Folk Songs for Trains, Trees and Honey (Hefty 2000)

I wonder what history will decide when people reappraise the years when the inane terms, post-rock and electronica, were deemed to be relevant. Now, I am no saint since I used these regretful words in my own freelance career, but years have passed and this time seems like a big, fucking blank with few winners. I guess I still listen to Tortoise’s Millions Now Living and the Pan American album along with the Labradords, Prams among others, but neither term says much to me now I’ve heard most sections of the time line that preceded the late 90s.

There was a lot of lumpy prog, flaccid beats and ambient incontinence among the lesser lights. However, there is one album that has sparked a pang of regret about my hardened and revised opinion. Savath and Savalas debut, Folk Songs for Trains, Trees and Honey borrowed and mortgaged the house against these sad sack claims and the end result is something that I can still wholeheartedly endorse today.

The main character behind Savath and Savalas is Scott Herren, who later recorded as Prefuse 73 for the Warp label. He was a bit of a musical sponge and it ill-served him later in his career as he careened between hip-hop, tropicalia, dub, folk and electronic music like a pinball and the results never quite matched the inspiration that was obvious in each attempt.

Folk Songs is different to me because it is remains minimal and only attempts to evoke the slightly funk, sort of ambient and kind of adventurous vibe prevalent during this time. However, there is no “kinda” about it because it is kind of an effortlessly cool album that fits whatever mood matches yours. It is sensual, lazy, funky, psychedelic and intricate and serves as the Rorshach test to your current state of mind. Nothing jumps out and nothing needs to do so. It somehow shifts to meet what I am feeling at the moment and I always liked that about Folk Songs. Sometimes, you need a utilitarian album that never disappoints and this remains firmly rooted in my nightime pile.

Knife in the Water

Red River (Overcoat 2000)

Named after a Roman Polanski film, Knife in the Water are an Austin band whose music owes much to country and western, indie-pop and moodier moments of Ennio Morricone. Actually Knife’s Aaron Blount and Laura Krause’s mournful harmonizing reminds me of Low’s Alan Sparhawk and Mimi Parkers frigid, unemotional approach to singing. Both bands also share a love of slow, lonesome tunes, but Knife in the Water lean more towards dramatic alt-country balladry.

There is little optimism in Red River’s ten tracks. Songs are populated by depressed souls who seek redemption in their next score, fearful lovers paranoid about imminent betrayals and scorned women ready to murder their deceitful partner.

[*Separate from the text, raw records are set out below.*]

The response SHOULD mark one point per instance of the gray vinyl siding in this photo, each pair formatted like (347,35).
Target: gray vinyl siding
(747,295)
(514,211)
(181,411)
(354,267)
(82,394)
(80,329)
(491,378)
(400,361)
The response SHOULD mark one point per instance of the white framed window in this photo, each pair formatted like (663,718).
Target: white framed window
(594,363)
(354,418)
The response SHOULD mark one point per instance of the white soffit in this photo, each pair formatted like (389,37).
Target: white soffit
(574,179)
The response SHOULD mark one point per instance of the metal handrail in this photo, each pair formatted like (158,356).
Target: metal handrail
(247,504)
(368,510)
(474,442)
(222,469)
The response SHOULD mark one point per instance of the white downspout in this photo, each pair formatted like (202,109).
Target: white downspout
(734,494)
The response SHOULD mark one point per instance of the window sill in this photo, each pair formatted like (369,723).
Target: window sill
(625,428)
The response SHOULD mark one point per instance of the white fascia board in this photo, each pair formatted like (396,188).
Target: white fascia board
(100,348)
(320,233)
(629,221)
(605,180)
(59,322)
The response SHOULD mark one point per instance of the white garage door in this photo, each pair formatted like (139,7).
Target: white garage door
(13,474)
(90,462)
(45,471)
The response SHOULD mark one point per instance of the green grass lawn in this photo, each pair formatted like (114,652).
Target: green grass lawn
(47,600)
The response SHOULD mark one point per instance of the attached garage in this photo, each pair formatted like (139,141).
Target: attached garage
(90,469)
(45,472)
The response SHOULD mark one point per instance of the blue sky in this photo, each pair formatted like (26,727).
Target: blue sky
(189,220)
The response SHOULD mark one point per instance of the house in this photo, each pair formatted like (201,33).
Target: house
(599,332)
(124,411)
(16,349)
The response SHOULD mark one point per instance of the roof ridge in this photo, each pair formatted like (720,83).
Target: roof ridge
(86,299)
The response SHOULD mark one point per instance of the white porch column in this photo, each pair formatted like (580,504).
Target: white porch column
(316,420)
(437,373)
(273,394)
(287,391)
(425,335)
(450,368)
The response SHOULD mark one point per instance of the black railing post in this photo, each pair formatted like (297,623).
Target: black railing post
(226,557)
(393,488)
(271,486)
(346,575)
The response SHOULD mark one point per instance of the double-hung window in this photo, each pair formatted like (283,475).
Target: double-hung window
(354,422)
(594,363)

Red River is a bummer to be sure, but its narcotic country tunes are more about detachment and apathy instead of wallowing in misery.

“Party for the People of the Open Wound” sums up Knife in the Water’s lyrical point of view: “Well we went to a party on Friday night at a house on the east side of I-35
We were dizzy from the pills that the Kennedy gave
Oh but the speed wasn’t fast enough to wash the blues away

We used to love ourselves what happened to us?
Now we walk like victims of mutual disgust
Here at the party for the people of the open wound if we don’t look like them right now
You know we will real soon

This bitter air of regret and longing for innocence permeates each track. Well, not each track as there is a boring cover of Lee Hazlewood’s “Sundown, Sundown” that sucks the life out of the original. However, the other nine tracks gently nudge you further and further down in the dumps.